- 大学野球
2021.10.08 13:00
名門を牽引する勝負強さ抜群の四番打者 正木智也(慶應義塾大)【時は来た!ドラフト指名を待つ男たち 大学生編】
運命のドラフト会議を超速報!今年はSportsBullでLIVE配信をお届けいたします。
慶應義塾高から高校通算50本塁打を放って注目を浴びていたが、大学4年間でもさらに成長を遂げて、ドラフト上位候補になった右のスラッガーだ。名門校の不動の4番打者として抜群の勝負強さがあり、特に今春の要所での活躍は見事だった。
まずリーグ戦では、開幕戦こそ無安打に終わったが、翌日の2回戦でドラフト候補の大型左腕・山下輝(法政大)から2ラン本塁打を放った。チームの連敗スタートを阻止する一打を放つと、最終的には10試合で4本塁打12打点を挙げて優勝に貢献。三振は3個のみで、10四死球を選ぶ選球眼の良さも光った。
続く全日本大学野球選手権では初戦から2試合無安打も、上武大との準決勝で3回に先制2ランを放ち、8回には決勝タイムリー。福井工業大との決勝戦でも初回に先制の2ランで口火を切ると、6回に中押しのタイムリーで13対2の大勝、34年ぶり4回目の優勝に導いた。
「最後のアウトを取るまでは喜ばないと決めていました」とポーカーフェイスを貫いていたが優勝の瞬間、笑顔を弾けさせた。また、最高殊勲選手賞も獲得し「チームが苦しい時に打つことができて本当に嬉しいです」と喜びを噛み締めた。
こうした勝負強さに堀井哲也監督は、「どんな場面でもどんな打席でもブレない。大事にする。

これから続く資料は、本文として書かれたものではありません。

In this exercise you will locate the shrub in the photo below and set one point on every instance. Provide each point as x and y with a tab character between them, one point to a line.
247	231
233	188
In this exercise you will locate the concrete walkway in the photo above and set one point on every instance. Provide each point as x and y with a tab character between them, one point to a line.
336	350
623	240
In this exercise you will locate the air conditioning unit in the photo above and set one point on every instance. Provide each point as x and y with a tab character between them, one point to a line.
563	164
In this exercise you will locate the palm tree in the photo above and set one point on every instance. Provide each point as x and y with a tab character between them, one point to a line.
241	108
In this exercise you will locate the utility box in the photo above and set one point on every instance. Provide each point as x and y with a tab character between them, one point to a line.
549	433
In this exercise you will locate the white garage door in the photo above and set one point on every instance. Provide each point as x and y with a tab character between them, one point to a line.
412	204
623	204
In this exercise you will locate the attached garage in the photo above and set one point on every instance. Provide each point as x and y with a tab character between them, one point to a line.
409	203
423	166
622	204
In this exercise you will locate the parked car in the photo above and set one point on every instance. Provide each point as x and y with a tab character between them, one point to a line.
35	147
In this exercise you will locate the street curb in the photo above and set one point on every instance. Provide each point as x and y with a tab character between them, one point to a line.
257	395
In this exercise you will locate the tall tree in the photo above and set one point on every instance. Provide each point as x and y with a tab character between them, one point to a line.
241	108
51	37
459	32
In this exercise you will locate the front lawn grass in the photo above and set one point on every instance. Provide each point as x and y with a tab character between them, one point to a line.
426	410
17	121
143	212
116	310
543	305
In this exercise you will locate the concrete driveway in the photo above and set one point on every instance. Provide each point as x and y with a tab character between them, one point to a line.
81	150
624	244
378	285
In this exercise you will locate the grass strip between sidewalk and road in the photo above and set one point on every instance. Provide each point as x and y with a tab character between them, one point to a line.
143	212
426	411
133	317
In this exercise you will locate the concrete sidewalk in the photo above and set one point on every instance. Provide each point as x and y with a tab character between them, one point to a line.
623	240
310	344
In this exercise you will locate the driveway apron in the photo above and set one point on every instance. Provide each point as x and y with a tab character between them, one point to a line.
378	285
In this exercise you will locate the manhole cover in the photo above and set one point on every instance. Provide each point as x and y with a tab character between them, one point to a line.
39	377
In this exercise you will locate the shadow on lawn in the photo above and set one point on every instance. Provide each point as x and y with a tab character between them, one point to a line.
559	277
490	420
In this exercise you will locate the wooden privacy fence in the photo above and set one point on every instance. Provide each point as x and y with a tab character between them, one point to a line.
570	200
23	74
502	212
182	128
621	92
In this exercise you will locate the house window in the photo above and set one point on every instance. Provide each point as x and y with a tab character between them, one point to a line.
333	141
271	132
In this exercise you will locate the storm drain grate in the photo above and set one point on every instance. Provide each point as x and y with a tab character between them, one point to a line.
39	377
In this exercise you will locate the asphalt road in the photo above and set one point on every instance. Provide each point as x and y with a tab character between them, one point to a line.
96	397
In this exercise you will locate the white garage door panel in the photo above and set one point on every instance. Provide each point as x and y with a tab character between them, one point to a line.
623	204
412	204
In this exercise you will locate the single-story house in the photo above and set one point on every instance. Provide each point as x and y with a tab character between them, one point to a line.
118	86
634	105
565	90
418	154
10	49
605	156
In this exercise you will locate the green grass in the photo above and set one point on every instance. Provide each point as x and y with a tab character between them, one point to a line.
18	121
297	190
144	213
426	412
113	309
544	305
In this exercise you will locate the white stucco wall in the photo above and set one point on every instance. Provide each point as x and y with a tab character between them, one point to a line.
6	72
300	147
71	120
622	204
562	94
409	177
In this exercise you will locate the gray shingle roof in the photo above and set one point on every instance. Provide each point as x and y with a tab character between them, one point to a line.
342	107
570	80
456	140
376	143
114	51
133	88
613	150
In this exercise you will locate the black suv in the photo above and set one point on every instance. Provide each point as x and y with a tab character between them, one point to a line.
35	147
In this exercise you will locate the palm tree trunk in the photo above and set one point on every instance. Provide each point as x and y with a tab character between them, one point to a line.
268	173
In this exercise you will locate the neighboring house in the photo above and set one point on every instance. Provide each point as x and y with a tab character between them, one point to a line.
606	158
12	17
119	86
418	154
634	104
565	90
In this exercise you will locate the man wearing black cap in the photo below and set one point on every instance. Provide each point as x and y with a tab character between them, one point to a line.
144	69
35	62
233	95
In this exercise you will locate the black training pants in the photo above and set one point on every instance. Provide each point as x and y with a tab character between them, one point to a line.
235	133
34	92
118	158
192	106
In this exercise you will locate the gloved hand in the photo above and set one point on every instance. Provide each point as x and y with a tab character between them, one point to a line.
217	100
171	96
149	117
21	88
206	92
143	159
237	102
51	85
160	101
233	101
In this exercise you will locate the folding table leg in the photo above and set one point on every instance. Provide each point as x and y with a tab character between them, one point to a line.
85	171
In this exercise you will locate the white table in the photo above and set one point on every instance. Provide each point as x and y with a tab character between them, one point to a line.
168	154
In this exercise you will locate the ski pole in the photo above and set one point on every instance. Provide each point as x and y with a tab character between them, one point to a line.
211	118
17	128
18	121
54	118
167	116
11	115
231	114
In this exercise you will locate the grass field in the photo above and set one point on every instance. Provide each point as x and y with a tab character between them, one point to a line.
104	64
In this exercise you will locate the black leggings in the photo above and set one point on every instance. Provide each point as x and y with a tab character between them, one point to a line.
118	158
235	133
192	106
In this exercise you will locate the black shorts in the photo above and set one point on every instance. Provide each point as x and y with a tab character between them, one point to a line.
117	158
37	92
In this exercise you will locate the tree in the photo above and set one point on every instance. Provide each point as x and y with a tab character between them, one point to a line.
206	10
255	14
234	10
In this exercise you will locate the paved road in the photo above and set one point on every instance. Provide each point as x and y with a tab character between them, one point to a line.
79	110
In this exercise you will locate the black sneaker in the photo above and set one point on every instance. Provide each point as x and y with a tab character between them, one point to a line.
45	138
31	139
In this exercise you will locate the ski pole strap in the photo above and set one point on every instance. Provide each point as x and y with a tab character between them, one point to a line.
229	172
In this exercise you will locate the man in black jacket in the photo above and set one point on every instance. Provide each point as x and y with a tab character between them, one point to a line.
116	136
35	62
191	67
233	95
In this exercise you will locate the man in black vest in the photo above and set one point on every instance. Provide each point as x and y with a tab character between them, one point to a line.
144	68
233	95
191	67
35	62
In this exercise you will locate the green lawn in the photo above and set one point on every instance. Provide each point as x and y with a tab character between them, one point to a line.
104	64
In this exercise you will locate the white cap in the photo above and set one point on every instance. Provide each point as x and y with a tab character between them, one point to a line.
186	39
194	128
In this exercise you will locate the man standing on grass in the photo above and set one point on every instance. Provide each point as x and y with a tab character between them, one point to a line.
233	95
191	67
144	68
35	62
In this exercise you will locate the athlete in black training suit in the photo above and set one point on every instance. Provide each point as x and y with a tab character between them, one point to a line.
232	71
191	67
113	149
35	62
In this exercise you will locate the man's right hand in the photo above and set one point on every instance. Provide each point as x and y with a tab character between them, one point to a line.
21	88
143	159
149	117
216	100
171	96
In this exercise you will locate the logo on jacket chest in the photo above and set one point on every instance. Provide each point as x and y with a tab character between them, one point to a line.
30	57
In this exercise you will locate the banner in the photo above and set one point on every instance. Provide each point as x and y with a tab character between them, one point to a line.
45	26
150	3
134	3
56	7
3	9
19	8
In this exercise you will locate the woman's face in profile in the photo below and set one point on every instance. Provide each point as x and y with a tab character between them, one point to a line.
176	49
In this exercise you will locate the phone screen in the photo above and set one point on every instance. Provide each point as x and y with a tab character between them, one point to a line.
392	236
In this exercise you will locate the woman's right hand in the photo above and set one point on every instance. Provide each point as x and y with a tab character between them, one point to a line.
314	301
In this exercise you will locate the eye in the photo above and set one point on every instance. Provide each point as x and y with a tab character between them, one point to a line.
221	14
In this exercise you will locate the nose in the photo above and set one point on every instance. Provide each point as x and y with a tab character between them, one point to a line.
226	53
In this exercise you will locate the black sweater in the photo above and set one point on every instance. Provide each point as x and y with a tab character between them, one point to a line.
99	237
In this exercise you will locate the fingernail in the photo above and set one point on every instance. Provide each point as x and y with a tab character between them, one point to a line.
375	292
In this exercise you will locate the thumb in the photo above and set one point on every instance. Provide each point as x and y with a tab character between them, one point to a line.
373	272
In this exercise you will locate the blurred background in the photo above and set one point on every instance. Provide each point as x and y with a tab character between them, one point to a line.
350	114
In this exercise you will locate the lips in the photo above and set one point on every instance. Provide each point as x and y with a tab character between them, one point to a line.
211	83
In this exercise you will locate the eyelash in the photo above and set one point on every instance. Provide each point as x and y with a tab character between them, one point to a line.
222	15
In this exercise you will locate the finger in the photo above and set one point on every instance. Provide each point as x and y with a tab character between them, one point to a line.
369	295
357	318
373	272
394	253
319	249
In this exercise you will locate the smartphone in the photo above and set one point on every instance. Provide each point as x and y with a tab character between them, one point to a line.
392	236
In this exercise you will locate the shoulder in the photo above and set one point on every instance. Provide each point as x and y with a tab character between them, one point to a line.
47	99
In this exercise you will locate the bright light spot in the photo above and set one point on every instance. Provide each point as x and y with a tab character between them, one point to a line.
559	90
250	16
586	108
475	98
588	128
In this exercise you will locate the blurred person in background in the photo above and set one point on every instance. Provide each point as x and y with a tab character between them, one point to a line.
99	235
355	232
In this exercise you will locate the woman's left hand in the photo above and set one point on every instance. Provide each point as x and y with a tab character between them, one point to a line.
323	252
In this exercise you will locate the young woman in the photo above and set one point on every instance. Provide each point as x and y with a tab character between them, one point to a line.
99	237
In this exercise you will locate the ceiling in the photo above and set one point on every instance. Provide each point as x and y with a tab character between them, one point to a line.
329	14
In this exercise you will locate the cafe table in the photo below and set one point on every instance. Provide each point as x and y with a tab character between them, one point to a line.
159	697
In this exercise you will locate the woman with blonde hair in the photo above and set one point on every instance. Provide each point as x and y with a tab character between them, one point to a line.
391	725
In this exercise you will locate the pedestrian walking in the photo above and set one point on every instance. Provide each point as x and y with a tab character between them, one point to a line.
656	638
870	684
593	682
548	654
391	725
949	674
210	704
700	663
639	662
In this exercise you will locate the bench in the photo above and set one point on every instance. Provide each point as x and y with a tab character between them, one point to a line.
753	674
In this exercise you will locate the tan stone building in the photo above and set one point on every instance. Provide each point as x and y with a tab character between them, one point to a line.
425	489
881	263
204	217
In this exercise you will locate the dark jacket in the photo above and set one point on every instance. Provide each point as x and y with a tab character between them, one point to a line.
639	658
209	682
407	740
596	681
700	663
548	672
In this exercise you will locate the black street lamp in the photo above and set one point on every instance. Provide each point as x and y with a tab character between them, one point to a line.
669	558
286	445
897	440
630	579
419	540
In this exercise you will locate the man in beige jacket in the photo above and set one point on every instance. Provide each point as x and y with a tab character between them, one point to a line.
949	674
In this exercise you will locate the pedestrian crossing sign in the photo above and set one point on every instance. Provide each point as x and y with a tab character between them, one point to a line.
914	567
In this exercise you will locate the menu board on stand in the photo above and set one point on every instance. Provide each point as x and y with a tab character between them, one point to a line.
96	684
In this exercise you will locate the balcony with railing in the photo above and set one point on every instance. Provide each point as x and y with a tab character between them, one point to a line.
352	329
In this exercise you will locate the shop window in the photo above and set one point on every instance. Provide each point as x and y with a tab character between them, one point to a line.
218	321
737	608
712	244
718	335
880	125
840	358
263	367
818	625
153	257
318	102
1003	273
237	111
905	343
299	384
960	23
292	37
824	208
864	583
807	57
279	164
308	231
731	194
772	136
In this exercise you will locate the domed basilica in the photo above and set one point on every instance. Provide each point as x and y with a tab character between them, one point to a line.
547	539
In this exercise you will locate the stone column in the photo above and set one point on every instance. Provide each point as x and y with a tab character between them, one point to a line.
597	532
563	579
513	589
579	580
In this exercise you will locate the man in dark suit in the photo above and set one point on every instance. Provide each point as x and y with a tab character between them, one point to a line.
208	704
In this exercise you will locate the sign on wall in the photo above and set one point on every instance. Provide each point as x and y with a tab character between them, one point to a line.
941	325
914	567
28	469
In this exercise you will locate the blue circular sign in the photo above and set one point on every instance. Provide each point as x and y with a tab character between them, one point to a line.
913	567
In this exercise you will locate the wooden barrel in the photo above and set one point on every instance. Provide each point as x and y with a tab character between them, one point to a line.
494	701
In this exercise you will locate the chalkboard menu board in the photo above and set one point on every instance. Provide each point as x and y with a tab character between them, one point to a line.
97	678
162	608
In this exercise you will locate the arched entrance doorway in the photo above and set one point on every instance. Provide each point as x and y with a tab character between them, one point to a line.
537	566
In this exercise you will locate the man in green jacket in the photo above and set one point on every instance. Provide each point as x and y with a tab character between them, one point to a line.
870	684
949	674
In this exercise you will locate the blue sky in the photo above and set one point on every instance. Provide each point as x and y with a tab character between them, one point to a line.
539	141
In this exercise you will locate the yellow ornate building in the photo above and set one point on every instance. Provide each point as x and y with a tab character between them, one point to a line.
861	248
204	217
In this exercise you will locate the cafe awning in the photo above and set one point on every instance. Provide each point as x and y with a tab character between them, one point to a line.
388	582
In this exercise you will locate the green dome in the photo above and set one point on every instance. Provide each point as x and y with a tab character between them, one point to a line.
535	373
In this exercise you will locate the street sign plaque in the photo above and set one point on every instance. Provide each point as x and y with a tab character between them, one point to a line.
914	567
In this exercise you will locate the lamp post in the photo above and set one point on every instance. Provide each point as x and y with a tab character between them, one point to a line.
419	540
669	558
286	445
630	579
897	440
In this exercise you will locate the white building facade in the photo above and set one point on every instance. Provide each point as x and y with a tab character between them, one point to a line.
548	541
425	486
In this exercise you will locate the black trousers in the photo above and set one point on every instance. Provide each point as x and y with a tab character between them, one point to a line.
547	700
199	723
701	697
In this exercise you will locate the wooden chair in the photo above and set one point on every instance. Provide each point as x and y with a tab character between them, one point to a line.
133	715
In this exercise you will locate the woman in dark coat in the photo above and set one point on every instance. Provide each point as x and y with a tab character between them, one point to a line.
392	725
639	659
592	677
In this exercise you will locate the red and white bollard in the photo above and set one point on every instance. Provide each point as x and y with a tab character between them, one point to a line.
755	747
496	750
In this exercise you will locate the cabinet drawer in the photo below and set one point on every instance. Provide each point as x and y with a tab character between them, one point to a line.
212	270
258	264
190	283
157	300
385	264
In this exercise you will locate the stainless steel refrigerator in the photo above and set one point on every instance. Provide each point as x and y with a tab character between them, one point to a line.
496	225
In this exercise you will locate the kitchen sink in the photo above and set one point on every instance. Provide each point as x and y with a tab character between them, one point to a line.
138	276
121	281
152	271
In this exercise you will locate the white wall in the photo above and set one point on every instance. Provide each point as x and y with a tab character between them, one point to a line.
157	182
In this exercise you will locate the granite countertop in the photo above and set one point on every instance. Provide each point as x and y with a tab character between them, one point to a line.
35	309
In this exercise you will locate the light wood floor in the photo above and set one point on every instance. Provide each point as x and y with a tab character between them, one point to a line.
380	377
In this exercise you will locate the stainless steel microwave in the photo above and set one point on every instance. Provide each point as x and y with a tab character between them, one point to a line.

だから結果として、要所で打つ勝負強さに繋がっていると思います」と称賛している。
春秋連覇を目指す今秋は「(バットを内から出す)インサイドアウトのスイングの継続と高い打率を残すために変化球をいかに打つかということに取り組んでいきたいです」とさらなる高みを目指している。
開幕2週を終えて、4試合13打数3安打と、まだ本領を発揮しきれてはいないが、既に7四死球を選ぶなど動じるような様子は一切見せない。堀井監督も「四球をしっかり選んでいますし、みんなが打てない時に打ってくれればと思います」と、変わらぬ絶大な信頼を置いている。
プレッシャーのかかる場面でこそ打つ、そんなチームメイトとファンから圧倒的な支持を受けるスター性溢れる活躍をプロの世界でも期待したい。